Il Fatto 8.11.17
Il cannolo siciliano
di Silvia Truzzi
Breve
apologo di come il cannolo può andare di traverso, ovvero di come il
voto in Sicilia ha fatto saltare i calcoli tattici alla base
dell’accordo tra Pd, Forza Italia, Lega (e la fu Ap del fu Alfano) sulla
legge elettorale. I furbetti dell’accordino, lato sinistro, ieri hanno
avuto un brutto risveglio. L’idea dell’ennesimo governo di larghe intese
– o, come più elegantemente chiamano l’inciucio, governo del Presidente
– con il Pd alla guida è ormai del tutto improbabile. Lunedì, per dire,
a risultati acquisiti i democratici si sono accorti con sgomento che,
in Sicilia, perderebbero tutti i collegi anche alleati con la sinistra
aggregata (Mpd, Possibile, Campo progressista): la vittoria andrebbe o
ai candidati di centrodestra o a quelli dei Cinque Stelle. Ieri su
Avvenire Arturo Parisi, oltre a ribadire ciò che su questo giornale
ripetiamo da settimane (quelle Rosatellum non sono coalizioni per il
governo, ma alleanze strumentali) spiegava con chiarezza che “La nuova
legge prevede che ogni partito cerchi di conquistare il maggior numero
di seggi, per consentire al proprio segretario di sedersi al tavolo
della trattativa post-elettorale e portare a casa il massimo possibile.
(…) Suggerisco ai politici di misurare le parole. Sorridere a tutti i
possibili alleati. Limitarsi ad attaccare solo chi si esclude in modo
assoluto da ogni forma di negoziato”. Su Renzi: “La condotta sulla legge
elettorale, più che una causa delle sue difficoltà ne è il segno più
sicuro”.
Invece il segretario ieri, oltre ad avvisare chi lo vuol
mettere da parte che non cederà di un centimetro, ha detto: “Se il Pd fa
il Pd e smette di litigare al proprio interno possiamo raggiungere,
insieme ai nostri compagni di viaggio, la percentuale che abbiamo preso
nelle due volte in cui io ho guidato la campagna elettorale: il 40 per
cento, raggiunto sia alle Europee che al Referendum”. Ora, a parte la
tenerezza che suscita l’ostinazione con cui rivendica una delle
sconfitte più clamorose della storia politica recente, riflettiamo su
quel numeretto magico, il 40 per cento. Che ci riporta all’Italicum,
sciagurata legge elettorale pensata in tandem con l’altrettanto
sciagurata riforma costituzionale che avrebbe abolito il Senato
elettivo, così tanto che fu prevista solo per Montecitorio e non per
Palazzo Madama: l’inizio di una serie di errori, dettati più da
avventato cinismo che da inettitudine.

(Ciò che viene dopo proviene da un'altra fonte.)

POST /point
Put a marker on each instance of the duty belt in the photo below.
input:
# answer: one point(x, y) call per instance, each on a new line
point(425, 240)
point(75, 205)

La Consulta ha dichiarato
incostituzionale il medesimo Italicum e dopo si è ripetuta la stessa
dinamica malata, ovvero ritagliare la legge elettorale esclusivamente
sulla base dei rapporti di forza di quel preciso momento. L’Italicum era
tarato sulla vittoria alla Europee del Pd (il premio di maggioranza
scattava al 40%), così come gli astrusi magheggi del Rosatellum sono
stati inventati contro M5s e Mdp, guardando i sondaggi. In entrambi i
casi l’arroganza del governo ha imposto il voto di fiducia su una legge
che invece necessita del massimo della discussione possibile. Si dice
che è irrealistico che i partiti non pensino ai loro interessi mentre
scrivono le regole delle competizioni elettorali. Vero, però esiste
anche l’interesse generale ad avere una legge elettorale chiara,
corretta, giusta. Interesse del tutto ignorato. L’effetto paradosso è
che si è voluto approvare il Rosatellum alla vigilia del voto (in barba
al Codice di buona condotta del Consiglio d’Europa): ora non c’è tempo
nemmeno per un’eventuale pronuncia della Consulta (va detto che la Corte
non può diventare l’insegnate di sostegno del Parlamento, incapace di
produrre norme legittime: è ormai una prassi ed è aberrante). Come
avevamo previsto, c’è la forte possibilità che il Rosatellum si riveli
un boomerang per i partiti che avrebbe dovuto aiutare: quando si
scelgono le scorciatoie capita di finire nei vicoli ciechi.